Branding is one of the most neglected and misunderstood aspects of advertising.
Article by Josh Manning, head brand thinker at Thinkerbell.
While we agonise over what the message should be and push hard to grab attention, branding is, more often than not, an afterthought.
I’d go out on a limb and even say that most don’t understand what it actually means to brand an ad well. And, even if you think you do, this might challenge you to think differently.
Recently, our executive creative tinker, Tom Wenborn, wrote a piece on the trend of minimalist OOH ads, including ads by Coca Cola, British Airways, KitKat, Heinz and KFC. Ads lauded by the industry for their simplicity and smart, sophisticated use of branding.
We wanted to see if they were actually well branded. So, we gave our mates at Ideally a bell and they’ve helped us put these ads to the test.
Each ad was shown to a nationally representative sample for a total of 6 seconds, mimicking the average time you’d be exposed to a piece of large format OOH. They were then asked, unprompted, what brand the ad was for.
This is what we found…
Don’t torture your assets too much
Play with assets too much and they become unrecognisable. This is true for even the most long-standing brands and brand ideas.
Research through Ideally found that despite using colour, and playing with the logo shape and the brand line, when you take “Heinz” out of “It has to be Heinz” hardly anyone knows its Heinz. Warping the iconic bottle, and using part of the “Enjoy Coca Cola” line still fell flat despite the context of the classic summer Coke refreshment occasion. Only 28 percent recognised it as Coke communicating to them.
Context can aid branding but only if its sufficiently category specific
Competing associations. They’re a thing.

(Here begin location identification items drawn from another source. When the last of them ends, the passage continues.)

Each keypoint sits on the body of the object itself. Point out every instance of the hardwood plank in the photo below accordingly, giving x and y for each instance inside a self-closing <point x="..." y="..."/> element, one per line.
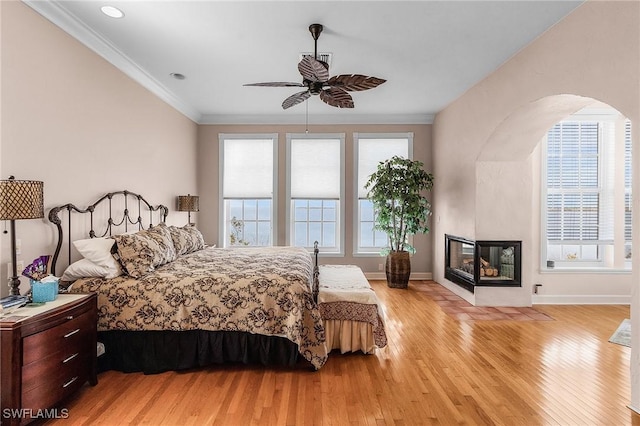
<point x="436" y="369"/>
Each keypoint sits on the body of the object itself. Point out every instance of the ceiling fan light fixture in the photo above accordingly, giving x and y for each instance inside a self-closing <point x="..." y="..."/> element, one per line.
<point x="112" y="12"/>
<point x="325" y="57"/>
<point x="332" y="91"/>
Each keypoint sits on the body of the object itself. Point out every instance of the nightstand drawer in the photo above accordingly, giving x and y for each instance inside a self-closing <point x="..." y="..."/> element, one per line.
<point x="62" y="363"/>
<point x="48" y="353"/>
<point x="67" y="335"/>
<point x="55" y="387"/>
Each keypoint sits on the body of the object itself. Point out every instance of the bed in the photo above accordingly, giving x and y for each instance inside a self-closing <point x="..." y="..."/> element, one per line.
<point x="176" y="304"/>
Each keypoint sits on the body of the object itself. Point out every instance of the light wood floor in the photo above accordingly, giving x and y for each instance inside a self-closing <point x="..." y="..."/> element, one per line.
<point x="435" y="370"/>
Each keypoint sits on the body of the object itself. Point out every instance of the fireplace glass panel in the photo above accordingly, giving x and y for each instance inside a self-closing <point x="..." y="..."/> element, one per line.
<point x="482" y="263"/>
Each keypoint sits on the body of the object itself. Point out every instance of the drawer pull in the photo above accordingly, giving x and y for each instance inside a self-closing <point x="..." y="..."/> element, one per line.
<point x="70" y="358"/>
<point x="71" y="333"/>
<point x="70" y="381"/>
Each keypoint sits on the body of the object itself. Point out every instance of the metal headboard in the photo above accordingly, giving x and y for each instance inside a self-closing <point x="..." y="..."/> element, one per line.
<point x="126" y="220"/>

Look them up.
People don’t just think soft drink when it comes to summer refreshment. They also think beer. They don’t just think of ketchup when it comes to burgers. They think fast food.
Context can definitely help aid branding. It did for British Airways – showing an aircraft – and KFC – depicting eating in a restaurant.
But other categories often play in the same occasions and fulfil the same, or similar, consumer needs to your brand. If you don’t have enough brand or category cues you’ll end up cuing other categories and brands. According to the research run through Ideally, beyond itself and soft drinks there was a fair amount of beer associations with Coke’s ad, and Heinz did more for Hungry Jacks and Macca’s than for itself.
Branding doesn’t have to be hamfisted
Yes, Coke and Heinz may have cooked it, but KFC, KitKat and British Airways all achieved high levels of branding – research saw attribution above 75% for all of them – without having to slap a massive logo on top, or use a big coloured background.
Incidental logo and/or product use, plus some strong category cues, and you’re cooking with gas… For the more artistically minded among us, there’s definitely some comfort in that branding doesn’t have to be hamfisted to be done right.
However, you don’t achieve this by pushing your brand to the edges – KitKat, British Airways and KFC were all integral parts of the narrative and, in the case of KFC and KitKat, also very much at the heart of their brand ideas. Coke and Heinz also have very brand centric ideas but pushed their brand and product too much to the edges in execution.
Overall, branding deserves A LOT more thought
Slap a logo in the corner. Make the logo big on the end frame. Dress the set with brand colour. These are easy, default, path-of least-resistance afterthought methods of branding.
Knowing you need to build, and maintain, distinctive brand assets is just the first step. It doesn’t mean much if you then don’t then consider how to apply them.
If brands and brand ideas with this much longevity can still fuck it up, then it should be a big wake up call for brands everywhere that very few have it figured out and that branding deserves a lot more thought than we give it.
So, if you’re not giving branding much thought, if you’re thinking of it as a bolt-on at the end of the creative process, or you’re blindly following brand guidelines that tell you the logo goes in the bottom right-hand corner, I’d say its is highly likely that your ad is not as branded as you think it is.